By David Wharton | Updated

Guillermo del Toro Slaughterhouse-Five

At any given point, Guillermo del Toro’s name is attached, or rumored to be attached, to tons of different projects that may or may not ever come to fruition. One movie that had his name on it for quite some time was an adaptation of Kurt Vonnegut’s Slaughterhouse-Five.

There was a time when Guillermo del Toro sounded off to let the world know that Slaughterhouse-Five might still happen and that he’d talked about it with another great moviemaker.

Back in 2013, while talking to the Huffington Post as part of press rounds, Guillermo del Toro said he was hoping to get the film up and running in recent years, but he then got sidetracked by Pacific Rim.

But he definitely had a good pick for who he wanted to pen it: Charlie Kaufman, screenwriter of movies such as Adaptation and Being John Malkovich.

Said Guillermo del Toro, “I spoke to Charlie Kaufman about it and we came up with an idea on how to approach it, which I thought was very, very interesting.”

While some might consider the book’s jumbled timeline the hardest part to get right, that element is precisely what attracted del Toro to it in the first place.

He said, “What is gorgeous about the book is that [Billy] becomes detached from time … The Tralfamadoians [the aliens from the book] say, ‘Like we can see a mountain range. We can see the alive, we can see the dead, we can see ourselves at age five and we can see ourselves ancient. It makes no difference.’ It makes no difference.”

Guillermo del Toro continued, “And that was the idea that we were talking about. We were talking about how it was going to be very experimental. But, you know, if I had the money to pay for any of these movies, I would do it. I would do it in a second.”

As far as the movie rights go, those are still out of Guillermo del Toro’s hands, which, as with most moviemaking issues, ends up being the biggest issue.

He said, “It may still happen. But, I don’t control the material. Let me put it this way: when I control the material, I never give up on a movie… but if I don’t control the material, I have no say. It’s a property of Universal.”

Adapting Vonnegut’s classic into a movie is challenging, to say the least. The protagonist, Billy Pilgrim, becomes “unstuck in time,” so the story constantly leaps back and forth throughout his life.

charlie kaufman

The book combines some realistic historical depictions of Billy’s experiences in World War II with sci-fi aspects involving the Tralfamadorians, a fictional alien race. Balancing these contrasting tones and genres on screen makes for a very heavy lift.

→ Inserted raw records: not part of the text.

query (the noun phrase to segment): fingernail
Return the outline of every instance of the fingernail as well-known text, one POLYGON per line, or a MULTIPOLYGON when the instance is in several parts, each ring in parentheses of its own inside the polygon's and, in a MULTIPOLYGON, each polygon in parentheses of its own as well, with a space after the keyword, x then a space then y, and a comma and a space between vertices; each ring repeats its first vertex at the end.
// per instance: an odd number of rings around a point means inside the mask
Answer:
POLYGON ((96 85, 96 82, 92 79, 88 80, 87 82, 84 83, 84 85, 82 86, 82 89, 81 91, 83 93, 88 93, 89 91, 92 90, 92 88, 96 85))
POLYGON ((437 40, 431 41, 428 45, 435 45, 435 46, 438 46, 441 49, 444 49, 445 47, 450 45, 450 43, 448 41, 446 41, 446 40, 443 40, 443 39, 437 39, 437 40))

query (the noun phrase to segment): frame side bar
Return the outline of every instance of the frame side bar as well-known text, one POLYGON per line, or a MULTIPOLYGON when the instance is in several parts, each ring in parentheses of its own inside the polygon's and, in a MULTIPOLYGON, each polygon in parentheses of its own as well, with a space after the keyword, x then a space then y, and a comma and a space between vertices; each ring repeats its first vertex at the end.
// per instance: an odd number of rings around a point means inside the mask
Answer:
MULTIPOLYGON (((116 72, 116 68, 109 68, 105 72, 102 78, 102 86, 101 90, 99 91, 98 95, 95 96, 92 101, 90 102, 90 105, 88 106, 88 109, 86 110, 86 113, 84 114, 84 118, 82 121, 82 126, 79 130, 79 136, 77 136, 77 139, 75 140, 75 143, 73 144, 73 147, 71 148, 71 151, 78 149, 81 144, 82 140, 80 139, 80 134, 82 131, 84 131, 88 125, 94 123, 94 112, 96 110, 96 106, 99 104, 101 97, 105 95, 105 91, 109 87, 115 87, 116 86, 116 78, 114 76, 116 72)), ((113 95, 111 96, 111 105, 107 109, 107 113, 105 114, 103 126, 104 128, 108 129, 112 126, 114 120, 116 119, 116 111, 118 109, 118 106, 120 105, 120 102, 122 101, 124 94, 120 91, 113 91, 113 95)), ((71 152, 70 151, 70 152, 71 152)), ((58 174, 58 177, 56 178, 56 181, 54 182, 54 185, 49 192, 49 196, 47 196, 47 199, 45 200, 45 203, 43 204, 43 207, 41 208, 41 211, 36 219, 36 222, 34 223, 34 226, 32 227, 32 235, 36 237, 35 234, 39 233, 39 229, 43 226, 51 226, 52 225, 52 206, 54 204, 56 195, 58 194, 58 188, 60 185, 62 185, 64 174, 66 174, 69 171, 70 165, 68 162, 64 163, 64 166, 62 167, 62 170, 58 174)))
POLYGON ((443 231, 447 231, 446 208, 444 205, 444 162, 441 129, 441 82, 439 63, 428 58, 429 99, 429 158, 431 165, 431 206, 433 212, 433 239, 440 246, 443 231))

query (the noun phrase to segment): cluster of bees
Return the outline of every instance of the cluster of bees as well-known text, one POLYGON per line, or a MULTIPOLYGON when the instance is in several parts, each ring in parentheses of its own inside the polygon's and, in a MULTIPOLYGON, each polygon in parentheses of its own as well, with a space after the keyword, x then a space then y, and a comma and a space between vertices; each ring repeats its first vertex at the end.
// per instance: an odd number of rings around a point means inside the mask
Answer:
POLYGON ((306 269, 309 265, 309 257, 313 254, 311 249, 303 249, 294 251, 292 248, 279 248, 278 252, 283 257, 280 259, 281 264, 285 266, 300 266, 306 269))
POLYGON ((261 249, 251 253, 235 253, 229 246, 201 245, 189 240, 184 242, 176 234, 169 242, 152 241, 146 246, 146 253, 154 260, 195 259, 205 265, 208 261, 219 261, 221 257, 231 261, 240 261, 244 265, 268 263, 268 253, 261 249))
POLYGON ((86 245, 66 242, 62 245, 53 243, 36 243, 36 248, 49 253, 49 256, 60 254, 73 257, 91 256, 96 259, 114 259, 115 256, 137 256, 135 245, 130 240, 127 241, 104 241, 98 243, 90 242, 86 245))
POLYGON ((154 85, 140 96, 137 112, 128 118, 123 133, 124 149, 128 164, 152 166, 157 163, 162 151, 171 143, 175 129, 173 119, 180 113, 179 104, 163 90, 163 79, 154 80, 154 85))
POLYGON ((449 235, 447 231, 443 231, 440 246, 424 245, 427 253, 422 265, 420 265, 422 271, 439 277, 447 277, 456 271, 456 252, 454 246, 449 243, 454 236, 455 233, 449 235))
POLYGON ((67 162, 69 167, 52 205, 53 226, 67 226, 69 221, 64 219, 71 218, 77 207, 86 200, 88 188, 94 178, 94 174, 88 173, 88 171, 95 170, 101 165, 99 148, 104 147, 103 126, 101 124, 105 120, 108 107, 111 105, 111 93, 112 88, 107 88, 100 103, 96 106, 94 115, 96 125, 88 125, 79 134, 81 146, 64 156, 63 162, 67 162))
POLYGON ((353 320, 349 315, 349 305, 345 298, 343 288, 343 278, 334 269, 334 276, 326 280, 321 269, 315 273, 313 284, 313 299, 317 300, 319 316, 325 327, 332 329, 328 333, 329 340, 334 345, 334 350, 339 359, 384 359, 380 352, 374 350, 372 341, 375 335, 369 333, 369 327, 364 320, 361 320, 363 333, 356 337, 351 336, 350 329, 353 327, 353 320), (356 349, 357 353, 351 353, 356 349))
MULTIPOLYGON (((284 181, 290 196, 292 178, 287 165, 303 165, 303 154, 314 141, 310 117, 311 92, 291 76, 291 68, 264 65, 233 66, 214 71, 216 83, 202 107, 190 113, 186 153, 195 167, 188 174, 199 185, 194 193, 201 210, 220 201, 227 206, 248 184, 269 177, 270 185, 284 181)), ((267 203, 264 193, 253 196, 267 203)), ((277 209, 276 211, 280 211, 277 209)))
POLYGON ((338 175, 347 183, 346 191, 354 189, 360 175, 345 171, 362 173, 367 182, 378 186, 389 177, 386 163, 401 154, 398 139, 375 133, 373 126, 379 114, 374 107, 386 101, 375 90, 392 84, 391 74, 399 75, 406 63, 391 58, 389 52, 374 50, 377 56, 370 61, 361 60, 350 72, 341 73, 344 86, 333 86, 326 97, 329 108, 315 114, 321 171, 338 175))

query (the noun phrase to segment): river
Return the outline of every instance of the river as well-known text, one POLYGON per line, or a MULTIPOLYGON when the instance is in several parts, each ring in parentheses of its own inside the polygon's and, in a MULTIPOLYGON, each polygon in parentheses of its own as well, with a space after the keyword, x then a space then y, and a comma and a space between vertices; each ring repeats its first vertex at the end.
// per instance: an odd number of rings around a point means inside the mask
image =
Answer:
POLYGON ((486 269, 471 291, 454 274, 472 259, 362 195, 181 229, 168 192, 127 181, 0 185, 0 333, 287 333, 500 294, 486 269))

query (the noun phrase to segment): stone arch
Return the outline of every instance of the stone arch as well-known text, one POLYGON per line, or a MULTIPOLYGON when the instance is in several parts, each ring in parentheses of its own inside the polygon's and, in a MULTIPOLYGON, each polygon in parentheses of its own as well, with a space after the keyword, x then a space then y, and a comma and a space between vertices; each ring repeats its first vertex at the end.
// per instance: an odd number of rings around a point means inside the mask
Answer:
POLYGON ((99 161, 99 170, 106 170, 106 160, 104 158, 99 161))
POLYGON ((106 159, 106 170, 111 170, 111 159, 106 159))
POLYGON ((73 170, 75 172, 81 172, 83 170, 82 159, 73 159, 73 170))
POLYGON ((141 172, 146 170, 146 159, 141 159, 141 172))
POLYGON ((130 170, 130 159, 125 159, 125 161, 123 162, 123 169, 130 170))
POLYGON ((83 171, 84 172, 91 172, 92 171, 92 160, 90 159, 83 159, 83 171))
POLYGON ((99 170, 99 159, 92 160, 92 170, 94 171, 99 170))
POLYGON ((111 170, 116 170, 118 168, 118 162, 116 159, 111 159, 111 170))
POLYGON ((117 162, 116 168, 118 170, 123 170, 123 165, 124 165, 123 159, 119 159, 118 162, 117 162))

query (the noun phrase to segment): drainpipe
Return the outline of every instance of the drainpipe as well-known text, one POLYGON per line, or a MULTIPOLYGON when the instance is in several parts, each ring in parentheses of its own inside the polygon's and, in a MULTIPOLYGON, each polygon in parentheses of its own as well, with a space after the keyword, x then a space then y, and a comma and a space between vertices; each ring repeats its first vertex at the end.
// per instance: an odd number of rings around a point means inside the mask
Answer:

Plus, adding ideas around war and fate along with the subjective nature of time and you kind of need minds like Guillermo del Toro and Charlie Kaufman to take the reigns. Really, who else would be better at doing this than these two?

Slaughterhouse-Five was previously made into a movie in 1972, directed by George Roy Hill.

It’s been more than a decade since those words, and clearly there is no Guillermo del Toro Slaughterhouse-Five adaptation on the way.